However, before TTV quantification can be implemented as a more reliable alternative to trough level measurements, there are some aspects that have to be considered. After all, in contrast with medication levels, when TTV loads are interpreted, virological features including transmission, tropism, mutations, viral variations and epidemiology, should be taken into account, as these may be relevant in the follow-up of solid organ transplant recipients (SOTR).

Virology of TTV

Torquetenovirus is a small, non-enveloped, circular, negative-sense single stranded DNA anellovirus. The virus features an enormous sequence diversity, with so far five identified genogroups and over 50 genotypes. Sequence divergence within the family is high, as these five genogroups display at least 50% nucleotide divergence, and the different genotypes up to 30% divergence. The coding region of the TTV genome contains at least four open reading frames (ORFs), of which one contains three hypervariable regions. The untranslated region (UTR) is well preserved between the genotypes and represents a target for detection PCRs. TTV was the first identified member of the anellovirus family, however, more recently, torque teno minivirus (TTMV) and torque teno midivirus (TTMDV) have been identified in 2000 and 2007, respectively. In addition, several anelloviruses have been described in other mammals (Figure 1) (16, 17).

FIGURE 1

Figure 1. Schematic illustration of the genome organization of torque teno viruses. (A) TTV isolate 2 h (GenBank accession no. AY823988), (B) TTMDV isolate MD1-073 (GenBank accession no. AB290918), (C) TTMV isolate TTMV_LY1 (GenBank accession no. NC_020498.1). The arrows represent open reading frames. Used with permission (16).

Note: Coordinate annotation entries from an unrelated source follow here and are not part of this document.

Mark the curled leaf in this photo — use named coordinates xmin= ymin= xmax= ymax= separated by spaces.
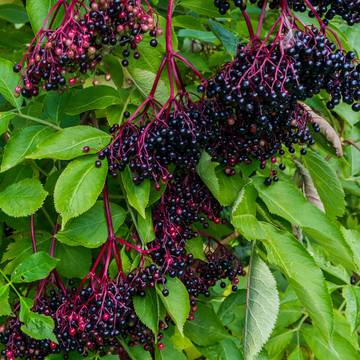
xmin=293 ymin=159 xmax=325 ymax=212
xmin=300 ymin=103 xmax=344 ymax=157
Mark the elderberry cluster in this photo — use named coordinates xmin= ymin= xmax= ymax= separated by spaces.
xmin=0 ymin=264 xmax=166 ymax=360
xmin=99 ymin=104 xmax=204 ymax=186
xmin=201 ymin=28 xmax=360 ymax=179
xmin=14 ymin=0 xmax=160 ymax=98
xmin=150 ymin=171 xmax=244 ymax=298
xmin=214 ymin=0 xmax=360 ymax=26
xmin=0 ymin=171 xmax=245 ymax=360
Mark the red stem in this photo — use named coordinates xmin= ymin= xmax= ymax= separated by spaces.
xmin=241 ymin=10 xmax=255 ymax=40
xmin=103 ymin=182 xmax=115 ymax=240
xmin=30 ymin=215 xmax=37 ymax=253
xmin=256 ymin=0 xmax=267 ymax=37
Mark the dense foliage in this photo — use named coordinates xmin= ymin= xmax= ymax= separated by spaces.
xmin=0 ymin=0 xmax=360 ymax=360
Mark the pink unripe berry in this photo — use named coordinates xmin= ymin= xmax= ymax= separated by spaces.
xmin=55 ymin=48 xmax=62 ymax=56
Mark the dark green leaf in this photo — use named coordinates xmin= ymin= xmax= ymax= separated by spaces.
xmin=27 ymin=125 xmax=111 ymax=160
xmin=133 ymin=289 xmax=159 ymax=336
xmin=1 ymin=125 xmax=54 ymax=171
xmin=0 ymin=284 xmax=11 ymax=316
xmin=196 ymin=152 xmax=243 ymax=206
xmin=184 ymin=303 xmax=230 ymax=346
xmin=55 ymin=244 xmax=92 ymax=279
xmin=303 ymin=151 xmax=345 ymax=218
xmin=20 ymin=298 xmax=57 ymax=343
xmin=254 ymin=177 xmax=354 ymax=269
xmin=121 ymin=168 xmax=150 ymax=219
xmin=185 ymin=236 xmax=207 ymax=261
xmin=65 ymin=85 xmax=122 ymax=115
xmin=157 ymin=277 xmax=190 ymax=334
xmin=11 ymin=251 xmax=59 ymax=282
xmin=1 ymin=231 xmax=51 ymax=274
xmin=301 ymin=327 xmax=359 ymax=360
xmin=0 ymin=179 xmax=48 ymax=217
xmin=244 ymin=251 xmax=279 ymax=360
xmin=0 ymin=112 xmax=16 ymax=135
xmin=54 ymin=155 xmax=108 ymax=229
xmin=199 ymin=339 xmax=243 ymax=360
xmin=136 ymin=209 xmax=155 ymax=244
xmin=56 ymin=201 xmax=126 ymax=248
xmin=120 ymin=340 xmax=152 ymax=360
xmin=209 ymin=19 xmax=239 ymax=56
xmin=263 ymin=223 xmax=333 ymax=337
xmin=342 ymin=285 xmax=360 ymax=331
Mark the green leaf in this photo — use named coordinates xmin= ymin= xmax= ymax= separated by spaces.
xmin=288 ymin=346 xmax=305 ymax=360
xmin=136 ymin=209 xmax=155 ymax=244
xmin=157 ymin=277 xmax=190 ymax=335
xmin=26 ymin=0 xmax=54 ymax=34
xmin=301 ymin=327 xmax=359 ymax=360
xmin=26 ymin=125 xmax=111 ymax=160
xmin=196 ymin=152 xmax=243 ymax=206
xmin=133 ymin=289 xmax=159 ymax=336
xmin=104 ymin=55 xmax=124 ymax=89
xmin=11 ymin=251 xmax=59 ymax=282
xmin=121 ymin=167 xmax=150 ymax=219
xmin=231 ymin=184 xmax=257 ymax=222
xmin=244 ymin=251 xmax=279 ymax=360
xmin=65 ymin=85 xmax=122 ymax=115
xmin=20 ymin=298 xmax=58 ymax=343
xmin=1 ymin=231 xmax=51 ymax=274
xmin=263 ymin=223 xmax=333 ymax=337
xmin=217 ymin=289 xmax=246 ymax=338
xmin=0 ymin=58 xmax=23 ymax=108
xmin=340 ymin=227 xmax=360 ymax=269
xmin=0 ymin=179 xmax=48 ymax=217
xmin=0 ymin=4 xmax=28 ymax=24
xmin=342 ymin=285 xmax=360 ymax=331
xmin=186 ymin=300 xmax=230 ymax=346
xmin=178 ymin=29 xmax=217 ymax=43
xmin=266 ymin=331 xmax=294 ymax=359
xmin=0 ymin=112 xmax=16 ymax=135
xmin=0 ymin=284 xmax=11 ymax=316
xmin=198 ymin=339 xmax=243 ymax=360
xmin=120 ymin=339 xmax=152 ymax=360
xmin=54 ymin=155 xmax=108 ymax=229
xmin=127 ymin=67 xmax=170 ymax=103
xmin=185 ymin=236 xmax=207 ymax=261
xmin=208 ymin=19 xmax=239 ymax=56
xmin=55 ymin=243 xmax=92 ymax=279
xmin=254 ymin=177 xmax=354 ymax=269
xmin=1 ymin=125 xmax=54 ymax=172
xmin=155 ymin=333 xmax=188 ymax=360
xmin=303 ymin=151 xmax=345 ymax=218
xmin=56 ymin=201 xmax=126 ymax=248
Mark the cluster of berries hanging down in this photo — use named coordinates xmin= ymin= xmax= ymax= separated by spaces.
xmin=0 ymin=173 xmax=245 ymax=360
xmin=14 ymin=0 xmax=161 ymax=98
xmin=0 ymin=0 xmax=360 ymax=360
xmin=99 ymin=15 xmax=360 ymax=183
xmin=214 ymin=0 xmax=360 ymax=26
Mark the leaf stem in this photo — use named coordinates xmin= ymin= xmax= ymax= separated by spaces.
xmin=30 ymin=215 xmax=37 ymax=253
xmin=0 ymin=269 xmax=22 ymax=299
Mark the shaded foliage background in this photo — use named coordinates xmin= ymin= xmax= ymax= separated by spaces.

Torquetenovirus is thought to induce long term or chronic infections, with no known negative effects. The virus is found in many clinical syndromes where inflammation is part of the process, but also in the general population TTV can be detected in 2–90% of individuals (17). Studies in infants and children have found that transmission occurs early in life, likely occurring via breastmilk, saliva, the fecal-oral route, or through respiratory and droplet transmission. In addition, transmission in a healthcare setting is conceivable, as blood transfusions are a recognized transmission route. Longitudinal studies in infants showed that nearly all were infected with TTV before the age of 4 (18–21). Moreover, coinfections with different genotypes are common. Two different genotypes can be detected in most individuals and some individuals are co-infected with multiple genotypes, belonging to up to four different genogroups (18, 21).

Replication of TTV

As with most viruses with a circular genomes it is believed that TTV replicates using rolling circle replication and escapes from infected cells through cell lysis (22, 23) It is as yet unclear precisely which cells are responsible for TTV replication. It was first reported from in vitro experiments in 2002, that activated PBMCs produce TTV (24). Longitudinal studies in hematology and transplantation patients showed subsequently that T- lymphocytes are the main source of TTV in peripheral blood (25–28). It was observed that cellular depletion resulting from conditioning for stem cell transplantation (SCT), resulted in a temporary loss of nearly all TTV in peripheral blood (25, 26). As lymphocytes start to reappear at first engraftment, TTV increases rapidly until reaching a peak at 60 days after SCT, after which a gradual decline is observed paralleling immune-reconstitution. In SOTR, many of whom have detectable TTV prior to transplantation, TTV loads decrease significantly in the first few days after induction immunosuppression therapy with T-lymphocyte inhibitors. Focosi et al. reported that T-cell depletion with Anti Thymocyte Globulin (ATG) in kidney transplant recipients induced a stronger decrease in TTV load than the less potent T-cell inhibitor basiliximab (27). Also, a higher ATG dose had a greater effect on the TTV load than a lower dose. Görzer et al. described a similar early decrease of the TTV load in lung transplant recipients (LTR) after induction with alemtuzumab (28). In this very early post-transplantation period, low or negative TTV loads should clearly not be regarded as a reflection of a functional immune system, but rather an effect of profound T-cell lymphopenia. After the initial period, TTV loads increased rapidly in all these cases, reflecting an immunosuppressive status.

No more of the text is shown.